Flott: Uli Gaulkes Moskauer Doku "Pink Taxi" zeichnet sich durch einen intimen, unaufdringlichen Blick auf seine Heldinnen aus.

In Sachen Weihwasser ist die orthodoxe Kirche freigiebig. Nicht nur Menschen und Tiere lassen sich segnen, sondern auch Kochtöpfe und Computer. Oder ein Taxi: Das Auto ist knallrosa lackiert, eines von 22 Fahrzeugen der Moskauer Frauen-Firma „Pink Taxi“. Am Steuer sitzen nur Frauen, und auf der Rückbank dürfen Männer nur in seltenen Ausnahmen und mit weiblicher Begleitung mitfahren.
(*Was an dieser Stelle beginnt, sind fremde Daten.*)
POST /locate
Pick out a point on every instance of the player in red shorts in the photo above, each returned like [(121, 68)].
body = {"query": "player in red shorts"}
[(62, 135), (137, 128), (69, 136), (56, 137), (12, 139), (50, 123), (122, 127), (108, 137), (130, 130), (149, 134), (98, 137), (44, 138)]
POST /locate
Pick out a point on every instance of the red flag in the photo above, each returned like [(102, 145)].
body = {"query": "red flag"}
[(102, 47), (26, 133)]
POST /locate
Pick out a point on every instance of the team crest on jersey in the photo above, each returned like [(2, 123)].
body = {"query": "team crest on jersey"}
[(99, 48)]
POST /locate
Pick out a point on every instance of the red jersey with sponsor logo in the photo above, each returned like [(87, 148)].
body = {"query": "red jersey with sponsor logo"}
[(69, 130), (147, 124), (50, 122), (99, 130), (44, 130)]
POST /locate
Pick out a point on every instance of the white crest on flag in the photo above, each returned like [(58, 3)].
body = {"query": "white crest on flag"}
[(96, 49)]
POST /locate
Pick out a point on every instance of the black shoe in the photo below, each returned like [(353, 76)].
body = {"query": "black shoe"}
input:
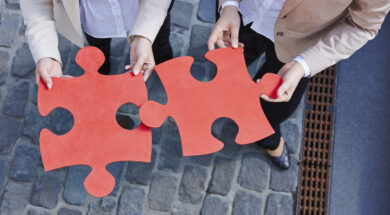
[(282, 161)]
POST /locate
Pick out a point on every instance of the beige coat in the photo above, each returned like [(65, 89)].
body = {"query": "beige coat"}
[(43, 17), (324, 32)]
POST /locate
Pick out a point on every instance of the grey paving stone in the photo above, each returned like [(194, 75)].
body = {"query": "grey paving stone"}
[(169, 158), (25, 163), (254, 172), (177, 44), (183, 211), (107, 203), (16, 100), (198, 46), (214, 206), (9, 29), (3, 77), (290, 133), (104, 207), (22, 29), (118, 46), (4, 58), (156, 135), (23, 64), (61, 121), (116, 170), (222, 177), (13, 4), (67, 211), (64, 47), (285, 180), (192, 186), (32, 115), (141, 173), (228, 135), (162, 192), (4, 164), (36, 211), (74, 191), (73, 69), (181, 14), (156, 90), (34, 93), (204, 160), (33, 131), (247, 204), (206, 11), (279, 204), (131, 201), (15, 198), (10, 130), (46, 190)]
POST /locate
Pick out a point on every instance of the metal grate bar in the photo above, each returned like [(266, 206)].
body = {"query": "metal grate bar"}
[(316, 147)]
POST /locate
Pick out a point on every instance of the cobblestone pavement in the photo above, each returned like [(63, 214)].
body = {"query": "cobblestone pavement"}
[(237, 180)]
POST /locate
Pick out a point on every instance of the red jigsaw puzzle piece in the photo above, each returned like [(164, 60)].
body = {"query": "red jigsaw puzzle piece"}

Marina, Alla und Viktoria sind drei der Taxistas, allesamt gestandene Frauen mit schon fast erwachsenen Kindern. Und alleinstehend, ein Ehemann ist am Suff gestorben, ein anderer hat sich erst einen Jeep gekauft und ist dann damit weg auf Nimmerwiedersehen. Auch wenn das Frauentrio auf Männer nicht eben gut zu sprechen ist: Beim gemeinsamen Datschenabend nehmen sie doch den größten Teil der Gespräche und Träume ein. Westliche Russinnen-Vorurteile bezüglich Weiblichkeitswahn und Kosmetiksucht werden dabei voll bestätigt.
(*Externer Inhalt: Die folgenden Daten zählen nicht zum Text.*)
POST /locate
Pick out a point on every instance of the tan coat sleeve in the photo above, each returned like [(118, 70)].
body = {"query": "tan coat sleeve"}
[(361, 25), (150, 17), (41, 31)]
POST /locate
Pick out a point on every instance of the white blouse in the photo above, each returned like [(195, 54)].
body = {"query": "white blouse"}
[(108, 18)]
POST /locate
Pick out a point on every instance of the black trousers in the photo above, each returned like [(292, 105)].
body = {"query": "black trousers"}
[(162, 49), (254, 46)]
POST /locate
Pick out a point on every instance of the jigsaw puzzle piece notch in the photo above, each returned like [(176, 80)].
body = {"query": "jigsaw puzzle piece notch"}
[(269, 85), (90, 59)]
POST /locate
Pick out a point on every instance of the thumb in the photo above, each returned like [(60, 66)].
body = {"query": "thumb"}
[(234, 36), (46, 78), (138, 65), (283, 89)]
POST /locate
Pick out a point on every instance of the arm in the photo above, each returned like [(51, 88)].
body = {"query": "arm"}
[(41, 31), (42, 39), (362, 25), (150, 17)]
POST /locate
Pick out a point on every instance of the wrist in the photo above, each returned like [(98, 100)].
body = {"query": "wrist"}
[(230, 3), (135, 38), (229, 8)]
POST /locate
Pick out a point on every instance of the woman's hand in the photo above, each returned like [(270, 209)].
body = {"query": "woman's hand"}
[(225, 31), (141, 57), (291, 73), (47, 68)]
Das reale Leben der Frauen bestimmen die Kinder, Geldmangel und lange Schichten. Wobei der Abstand zwischen Fahrersitz und Rückbank anschaulich die soziale Spaltung im postsowjetischen Russland spiegelt. Während die Fahrerinnen nach der Schicht in enge Wohnungen an dreckigen Fluren zurückkehren, gehören ihre Kundinnen meist zum neuen Geldadel: Es sind Anwältinnen, Vertreterinnen von Kosmetik- und Unterwäschefirmen auf dem Weg zur Dienstreise, einmal auch eine frisch verliebte junge Erbin aus der Welt der Erdölindustrie. So übernehmen die Protagonistinnen und ihre Gäste, eifrig plaudernd, selbst einen Teil der Erkundungsarbeit, die gemeinhin dem Filmemacher obliegt.
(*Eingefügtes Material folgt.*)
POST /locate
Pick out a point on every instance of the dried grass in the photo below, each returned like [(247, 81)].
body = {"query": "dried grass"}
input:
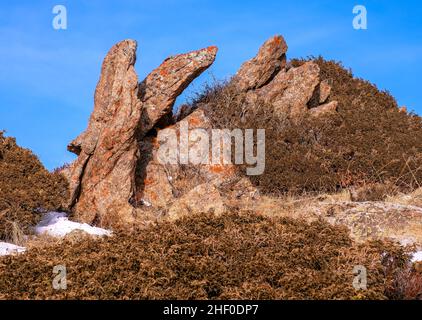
[(234, 256)]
Der Dokumentarfilmer Uli Gaulke hat sich nach seinem Debüt „Havanna mi amor“ (2000) mit „Heirate mich“ und „Comrades in Dreams“ als aufmerksamer und einfühlsamer Beobachter menschlicher Träume und Leidenschaften ausgewiesen. Auch „Pink Taxi“ (mit Gaulkes langjährigem Kameramann Axel Schneppat) zeichnet sich durch einen intimen, unaufdringlichen Blick auf seine Heldinnen aus. Und verzichtet – beim Dreh im Auto durchaus eine Leistung – auf hektische Wackelbilder. Da offenbar meist nachts (was schöne Stadtansichten liefert) und an Sonntagen gedreht wurde, wirken die eigentlich stauverseuchten Straßen Moskaus erstaunlich geräumig.

Leider bleibt in „Pink Taxi“ der geschäftliche Hintergrund allzu schwach ausgeleuchtet: Wo kommen die Kundinnen her? Wie ist das Geschäft organisiert? Handelt es sich um eine Kooperative oder gibt es einen Chef? Wohin gehen die Einnahmen? Fragen, die naheliegen und den Zuschauer beschäftigen, aber im Film keine Antwort finden.